Timothée Parrique n’avait pas l’intention de revenir sur le débat qui l’a opposé à Serge Allegrezza mi-octobre. Mais le directeur émérite du Statec a remis une pièce dans la machine dans l’Echo de la Fedil. (Photo: Matic Zorman / Maison Moderne / Archives)

Timothée Parrique n’avait pas l’intention de revenir sur le débat qui l’a opposé à Serge Allegrezza mi-octobre. Mais le directeur émérite du Statec a remis une pièce dans la machine dans l’Echo de la Fedil. (Photo: Matic Zorman / Maison Moderne / Archives)

Deux mois après leur débat, parfois tendu, à l’occasion des 20 ans du Conseil supérieur du développement durable, Timothée Parrique, auteur de «Ralentir ou périr. Économie de la décroissance» et le désormais ex-directeur du Statec, Serge Allegrezza, continuent de s’envoyer des «amabilités» par blog et billet interposés.

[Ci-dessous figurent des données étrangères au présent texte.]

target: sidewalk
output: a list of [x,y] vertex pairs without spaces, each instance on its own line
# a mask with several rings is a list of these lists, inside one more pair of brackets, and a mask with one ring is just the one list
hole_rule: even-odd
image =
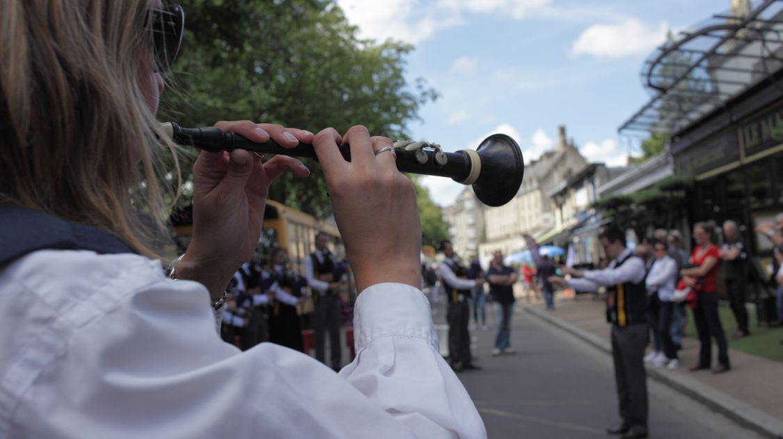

«Si je ne l’avais pas rencontré en chair et en os, je n’aurais jamais cru que Serge Allegrezza existait vraiment. Seul un bot aurait pu produire une critique aussi cheap, à la façon des IA bas de gamme qui propagent des complots sur les réseaux sociaux. Une critique pantouflarde sans aucune originalité; pas d’effort de recherche, aucun chiffres, et une salade de mots en ‘–isme’ en guise d’argumentaire. Difficile de tomber plus bas.» Timothée Parrique a dû passer un Noël pourri pour sortir la sulfateuse, le 26 décembre, sur son blog, dans un style qu’il affectionne, les «réponses à».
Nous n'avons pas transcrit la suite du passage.